Late 19th century, early 20th century American composer. The first person to graduate from a college in USA with a degree in music composition. I heard a piece of his live at my local symphony once, Francesca da Rimini(not the Tchaikovsky version, but the FOOTE), and thought it was an interesting and unique late Romantic composition. He reminds me a bit of Joachim Raff, but he didn't write any symphonies, and wrote plenty of American church music. He seems to have a lot of contrapuntal discipline, and is a bit of a baroque throwback in some ways.

Here is a fugue that Dodecaplex might like to know about


----------



## clavichorder

Just discovered this piano quintet.


----------



## mmsbls

I'm only familiar with Foote's chamber music. I enjoy his Piano Quintet and Piano Quartet, and I have his string quartets 1-3. The string quartets are nice, but I prefer the piano music. I also especially like his Suite for Strings.


----------



## suffolkcoastal

Yes the Piano Quintet is most engaging work and the Suite for Strings is lovely. I also have his Cello Concerto which is certainly worth an occasional performance or broadcast.


----------



## ScipioAfricanus

I discovered him last summer and got hooked on his Piano Trios. He is very Mendelssohnian.


----------



## superhorn

Do fans of this composer have a Foote fetish ?















:lol: :lol: :lol: :lol:


----------



## Romantic Geek

ScipioAfricanus said:


> I discovered him last summer and got hooked on his Piano Trios. He is very Mendelssohnian.
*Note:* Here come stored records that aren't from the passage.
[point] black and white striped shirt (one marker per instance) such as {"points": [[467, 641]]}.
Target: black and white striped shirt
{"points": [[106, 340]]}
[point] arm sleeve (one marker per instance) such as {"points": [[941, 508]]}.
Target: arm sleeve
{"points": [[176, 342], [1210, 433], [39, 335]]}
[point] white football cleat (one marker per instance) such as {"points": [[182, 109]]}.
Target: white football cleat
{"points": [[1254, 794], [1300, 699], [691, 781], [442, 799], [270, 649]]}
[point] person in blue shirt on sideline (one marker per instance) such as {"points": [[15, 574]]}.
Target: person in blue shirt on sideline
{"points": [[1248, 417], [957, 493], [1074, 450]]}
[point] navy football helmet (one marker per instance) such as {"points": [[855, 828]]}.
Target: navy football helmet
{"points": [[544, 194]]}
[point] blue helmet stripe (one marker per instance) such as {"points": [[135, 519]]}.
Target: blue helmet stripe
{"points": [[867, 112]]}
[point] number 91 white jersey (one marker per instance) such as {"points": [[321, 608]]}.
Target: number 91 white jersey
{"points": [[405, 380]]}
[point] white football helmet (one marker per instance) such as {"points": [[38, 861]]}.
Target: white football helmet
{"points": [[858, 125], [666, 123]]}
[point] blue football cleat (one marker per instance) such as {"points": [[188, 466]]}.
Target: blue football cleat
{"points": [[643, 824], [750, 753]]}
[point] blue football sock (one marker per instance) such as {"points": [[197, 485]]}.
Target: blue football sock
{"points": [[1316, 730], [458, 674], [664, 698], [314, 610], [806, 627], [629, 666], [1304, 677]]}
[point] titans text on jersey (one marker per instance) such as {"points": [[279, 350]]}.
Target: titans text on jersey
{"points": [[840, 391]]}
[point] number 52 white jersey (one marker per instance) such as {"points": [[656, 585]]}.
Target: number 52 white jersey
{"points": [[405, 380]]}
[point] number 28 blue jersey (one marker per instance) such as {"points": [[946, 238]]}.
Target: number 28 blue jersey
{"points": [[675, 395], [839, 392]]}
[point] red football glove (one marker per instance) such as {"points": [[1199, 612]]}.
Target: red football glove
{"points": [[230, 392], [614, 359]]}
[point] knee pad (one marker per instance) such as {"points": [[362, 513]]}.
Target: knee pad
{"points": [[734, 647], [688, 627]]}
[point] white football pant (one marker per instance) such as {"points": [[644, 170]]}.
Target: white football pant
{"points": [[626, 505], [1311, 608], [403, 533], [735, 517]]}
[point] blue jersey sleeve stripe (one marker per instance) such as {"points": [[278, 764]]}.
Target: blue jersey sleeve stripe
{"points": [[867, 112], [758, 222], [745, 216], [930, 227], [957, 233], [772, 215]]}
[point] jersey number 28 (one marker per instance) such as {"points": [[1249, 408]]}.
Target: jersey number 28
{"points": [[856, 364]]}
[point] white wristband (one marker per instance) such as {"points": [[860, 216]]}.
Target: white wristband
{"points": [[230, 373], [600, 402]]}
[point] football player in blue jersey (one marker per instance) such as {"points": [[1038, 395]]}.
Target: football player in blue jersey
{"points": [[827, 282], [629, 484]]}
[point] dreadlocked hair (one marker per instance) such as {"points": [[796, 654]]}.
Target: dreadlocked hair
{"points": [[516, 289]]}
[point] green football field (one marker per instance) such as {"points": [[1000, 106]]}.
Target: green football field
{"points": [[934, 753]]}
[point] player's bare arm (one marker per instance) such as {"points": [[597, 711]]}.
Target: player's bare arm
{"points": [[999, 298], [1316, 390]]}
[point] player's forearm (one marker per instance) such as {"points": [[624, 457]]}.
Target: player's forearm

What? That's like the exact opposite of Romanticist style that Foote was immersed in. Foote was a huge fan of both Brahms and Wagner (sort of a strange mix), but he definitely does not resemble Mendelssohn. First, his counterpoint isn't that good  But most importantly, Foote's harmonic oeuvre is a lot larger than Mendelssohn's.


----------



## Romantic Geek

Unfortunately, the videos of Foote are lacking on Youtube. But if you have access, check out his Five Poems After Omar Khayyam. I think that's one of his best works and definitely will erase more of the Mendelssohnian impression. He had the ability to compose good counterpoint...but I think just like the others in the Second New England School, Foote had a good command of melodies and rich harmonies.


----------



## Joachim Raff

Yes, i am impressed by Foote. It is obvious he takes an European influence in his music like others around this period. Francesca da Rimini is a very well orchestrated piece and Im looking forward in hearing some of his other works.


----------